The three wild days that followed have always seemed to me since like a horrible dream. I had no idea a ship could be so tossed and pounded and battered about, and still live. It was a mere chip on the great, angry ocean, and the water washed our decks almost continually. After one of these deluges, when every man strove to save himself by clinging to the life lines, two of our best sailors were missed, and we never saw them again. Uncle Nabe began to whistle, and every time he saw me he gave one of his humorous winks or fell to chuckling in his silent way; but my white face could not have been much encouragement to gaiety, and I believe he was not over merry himself, but merely trying to cheer me up.
But, although the danger was so imminent, not a man flinched or gave way to fear, and Nux and Bryonia performed their duties as calmly as if the sea were smooth. The vessel was staunch enough, so far; but it pitched and tossed so violently that even burly Doc Acker was obliged to crawl into the cabin on his hands and knees to get his meals.
We fled before the wind until the third night, when the rudder chain broke and the helmsman was thrown, crushed and bleeding, against the lee bulwarks. The “Flipper,” released from all control, swung quickly around, and the big mainmast snapped like a pipe–stem and came tumbling with its cordage to the decks, where our brave sailors rushed upon it and cut it clear. I thought the ship would never right again, after the careening given it by the fallen mast; but, somehow, it did, and morning found us still afloat, although badly crippled and at the mercy of the waves.
As if satisfied with the havoc it had wrought, the gale now abated; but the waves ran high for another forty–eight hours, and our crew could do nothing but cling to the remaining rigging and await calmer weather.
Fortunately our ballast and cargo held in place through all, and the hull showed no sign of a leak. When the sea grew calmer we floated upright upon the water and it was found our straits were not nearly so desperate as we had feared.
Yet our condition was serious enough to make me wonder what was to become of us. The rudder had been entirely washed away; the mainmast was gone; the mizzenmast had broken at the head and the foresail royals were in splinters. All the deck was cumbered with rigging; the starboard bulwarks had been stove in by the fallen mast, and our crew was lessened by three able seamen.

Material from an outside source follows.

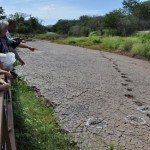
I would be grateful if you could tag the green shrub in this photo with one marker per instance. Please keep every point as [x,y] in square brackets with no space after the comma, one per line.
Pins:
[95,33]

But Captain Gay, no less dismal than before, you may be sure, promptly began to issue orders, and the men fell to with a will to repair the damage as best they might. First they rigged up a temporary rudder and swung it astern. It was a poor makeshift, however, and only with good weather could we hope it would steer us to the nearest port.
While the men cleared the decks and rigged up a jury mast under the supervision of the mate, Captain Gay took our bearings and ascertained that we had not departed so greatly from our course as we had feared. Yet it was impossible to make the mouth of the Yukon in our present condition, or even to reach a shelter in Bering Sea. It was found, however, that the Alaska peninsula was not far away, so we decided to draw as near to that as possible, in the hope of meeting a passing vessel or finding a temporary refuge on some one of the numerous islands that lie in this part of the North Pacific.
For four days we labored along, in our crippled condition, without sighting land; but then our fortunes changed. During the night a good breeze from the southwest swept us merrily along, and when daylight came we found ourselves close to a small, wooded island. It lay in the form of a horse–shoe, with a broad, protected bay in the center, and Captain Gay, anxious to examine his ship more closely, decided at once to enter the harbor and cast anchor.
This was by no means an easy task, for long lines of reefs extended from each point of the shore, almost enclosing the bay with jagged rocks. But the sea was calm and the position of the reefs clearly marked; so that by skillful maneuvering the “Flipper” passed between them in safety, and to the relief and satisfaction of all on board we dropped our anchor in the clear waters of the bay.